So said Lord Bridge speaking about unfair dismissal in the case of redundancy in the English House  of Lords decision in Polkey v A. E. Dayton Services Ltd 1988.
In that case the court endorsed the guidelines outlined by Broome-Wilkinson J. in the case of Williams v Compair Maxam Ltd (1982) and previously set out in this column.
Those guidelines spoke, among other things, to consultation with the union on the best means by which the redundancies could be effected and as well the need to ensure that the selection of those for redundancy is made fairly.
The court emphasised the need to ensure that the selection was not made on personal whim.
It is partly for this reason, I think, that the Employment Rights Act requires the employer to supply the employee or the trade union recognised for bargaining on behalf of the employee, with a written statement of the reasons for and other particulars of the dismissal.
The act mandates as well that the written statement should contain the number and categories of affected employees and the period during which their dismissals are likely to be carried out.

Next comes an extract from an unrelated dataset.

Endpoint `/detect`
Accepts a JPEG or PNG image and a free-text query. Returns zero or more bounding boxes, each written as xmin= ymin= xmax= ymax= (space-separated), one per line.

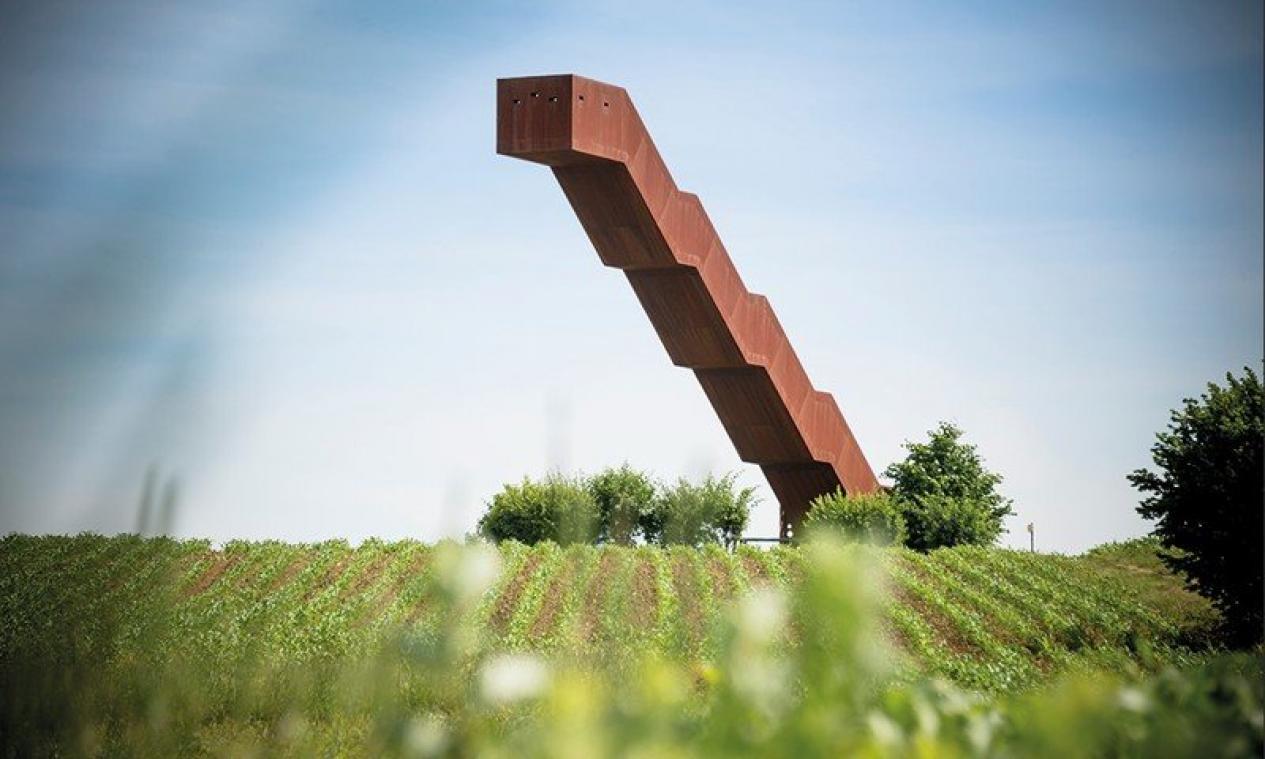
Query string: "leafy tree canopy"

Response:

The act stipulates that where the dismissal of an employee is based on redundancy and the statutory consultations are carried out the dismissal does not contravene the right not be unfairly dismissed.
It would seem, therefore, that where the provisions requiring consultation and a fair selection are breached that these can form the basis of an action for unfair dismissal.
The NCC imbroglio would seem to have provided the ideal opportunity to test the relevant provisions of the Employment Rights Act relating to collective redundancies. It is hoped that this opportunity is not missed.
This article was written prior to the Prime Minister’s announcement that the Employment Rights Tribunal would be asked to adjudicate on the matter.
The Employment Rights Tribunal has a very important role to play in ensuring that if employees are not treated fairly, the redress available to them under the act is given to them expeditiously.
One unintended consequence of the confusion with respect to the NCC lay-offs may well be that it may kick-start the adjudication process with such force that the Tribunal would be up and running in such a way that it can efficiently begin to deal with the other challenges with which it will be confronted as adjudicator on claims initiated under the act.